REF reform team turning to Europe for inspiration

              

Arma 2022: Conference hears how UK exercise could align closely to European research assessment reforms

The team tasked with drawing up the replacement for the current Research Excellence Framework is looking to stick “as closely as possible” to the principles outlined in the European Commission’s own assessment reforms.

Catriona Firth, associate director for research environment at Research England, told delegates at the Association of Research Managers and Administrators’ 2022 conference that the Commission’s research assessment reforms represented an “incredibly interesting and really important initiative”.

Ten commitments to making research assessment fairer and more inclusive underpin the Coalition for Advancing Research Assessment’s agreement on reforms, which was published in the summer.

Firth said that the Future Research Assessment Programme team, which has been tasked with shaping the next research assessment exercise in the UK, was looking to align with the European agreement.

“We are very keen to align as closely as possible [with the CoARA principles],” she said on 16 November.

Firth said that the existing REF already meets commitments on the importance of peer review and the responsible use of metrics, but she added that “the framing of recognising diversity [of contributions to research] fits neatly with some of the interests of Frap”.

An outline of what the next assessment exercise could look like was due to be published in autumn this year, although Firth said this had been pushed back to spring 2023.

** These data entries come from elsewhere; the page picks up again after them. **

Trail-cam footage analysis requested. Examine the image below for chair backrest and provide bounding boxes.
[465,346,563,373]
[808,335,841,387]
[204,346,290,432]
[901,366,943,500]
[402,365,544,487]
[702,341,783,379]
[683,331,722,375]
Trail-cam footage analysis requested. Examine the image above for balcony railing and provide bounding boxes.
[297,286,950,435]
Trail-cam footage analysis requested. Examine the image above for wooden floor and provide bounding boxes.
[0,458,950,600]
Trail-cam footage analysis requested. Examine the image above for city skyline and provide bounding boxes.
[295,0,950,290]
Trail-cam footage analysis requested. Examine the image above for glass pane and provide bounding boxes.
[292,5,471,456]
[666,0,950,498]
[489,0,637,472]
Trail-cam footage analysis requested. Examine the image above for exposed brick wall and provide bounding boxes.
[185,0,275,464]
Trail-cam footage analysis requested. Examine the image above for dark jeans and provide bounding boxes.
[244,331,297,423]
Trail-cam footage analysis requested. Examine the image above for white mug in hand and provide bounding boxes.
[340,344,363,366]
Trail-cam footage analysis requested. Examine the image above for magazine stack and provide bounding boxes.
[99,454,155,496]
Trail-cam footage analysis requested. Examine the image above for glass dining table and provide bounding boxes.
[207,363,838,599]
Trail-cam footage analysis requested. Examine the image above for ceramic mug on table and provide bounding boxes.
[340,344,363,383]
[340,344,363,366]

Elsewhere during the webinar, Firth said the team was “looking at whether we can use AI or machine learning in any future exercise”, but she said the findings from their technology-assisted research assessment project were “fairly conservative in terms of what we can do”.

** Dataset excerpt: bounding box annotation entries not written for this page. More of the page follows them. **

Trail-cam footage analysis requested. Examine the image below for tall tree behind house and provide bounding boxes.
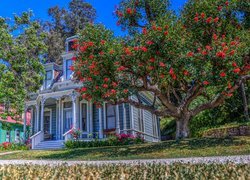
[44,0,96,64]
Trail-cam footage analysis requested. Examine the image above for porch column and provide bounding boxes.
[98,108,103,139]
[122,104,128,133]
[71,92,77,129]
[115,105,120,134]
[89,102,93,133]
[41,98,46,131]
[57,98,63,139]
[23,107,28,142]
[35,103,40,133]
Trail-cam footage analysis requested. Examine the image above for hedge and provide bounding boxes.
[0,163,250,180]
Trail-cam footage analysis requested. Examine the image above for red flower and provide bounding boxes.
[169,68,174,75]
[201,50,208,56]
[69,66,75,71]
[218,6,222,11]
[214,17,219,23]
[146,41,154,45]
[126,8,133,15]
[201,13,206,19]
[229,50,235,56]
[103,78,109,82]
[101,40,106,45]
[233,68,240,74]
[220,72,226,77]
[230,41,236,46]
[203,81,209,86]
[81,87,87,92]
[232,62,237,67]
[117,66,126,71]
[194,17,199,22]
[216,51,226,59]
[149,57,155,62]
[206,17,212,23]
[206,45,213,51]
[141,46,148,52]
[213,34,218,40]
[123,89,128,94]
[187,52,194,57]
[159,62,166,67]
[183,70,189,76]
[102,84,108,89]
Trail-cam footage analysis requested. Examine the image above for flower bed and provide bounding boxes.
[65,134,145,149]
[0,142,29,151]
[0,163,250,179]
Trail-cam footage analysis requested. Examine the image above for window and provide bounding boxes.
[152,115,158,137]
[45,71,52,89]
[66,59,72,79]
[15,129,20,143]
[6,131,10,142]
[106,104,116,129]
[63,102,73,133]
[68,41,74,52]
[138,109,144,132]
[82,103,88,131]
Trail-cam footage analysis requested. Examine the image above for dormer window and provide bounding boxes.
[45,70,52,89]
[66,59,73,80]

“It’s not going to be our robot overlords assessing REF,” she said. “But it does throw up some possibilities elsewhere in the process.”

Firth added that, as well as offering accountability for public funding, the UK’s research assessment exercise “should offer insights into the health of the higher education sector” and show “where our strengths lie in disciplinary areas or within institutions”.

“This is something we’re really keen to explore for the next one, not just thinking about the excellence in terms of outputs and impacts, but also what can we learn from the environment statements; for example, on where there are areas of good practice as well,” she said.